The data and insights we have amassed can help them do that. Our findings suggest, for example, that payors should think about what value proposition they want to offer to consumers. That value proposition can be, but doesn’t have to be, price related—consumers are open to other enticements. And payors should not assume they are the natural owners of consumers’ health records; they will have to find a way to earn greater consumer trust if they want to do that. Providers should not take patient loyalty for granted or underestimate the role that experience-related factors such as convenience and empathy play in consumer satisfaction and loyalty.
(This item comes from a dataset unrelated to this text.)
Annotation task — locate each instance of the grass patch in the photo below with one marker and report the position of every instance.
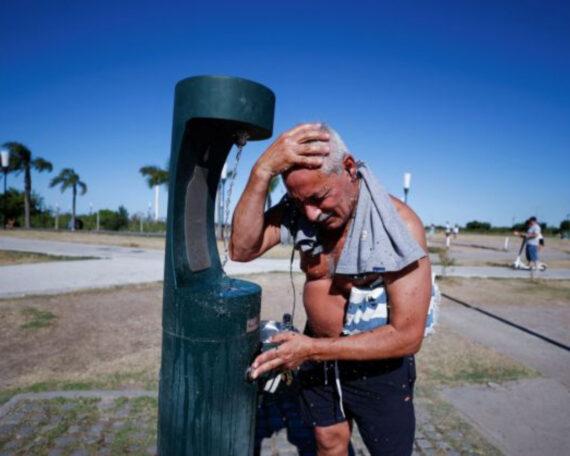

The results described in this article are only a fraction of the information we have amassed. Our findings also reveal important attitudinal differences based on age, gender, ethnicity, income, health status, and geography—differences that have important implications for both payors and providers. These findings have convinced us that both payors and providers need to better understand what really drives consumer decision making and focus on that (rather than just on what consumers say). This understanding must be based on very granular data to ensure its relevance to local healthcare players.

In addition, both payors and providers should think about the evolving role of new healthcare technologies in shaping consumer behaviors so they can take advantage—and not become victims—of them. Perhaps most important, both payors and providers should realize that consumers’ expectations are no different in healthcare than in any other industry. In fact, other industries will continue to shape these expectations—healthcare companies need to catch up, or they risk being disrupted.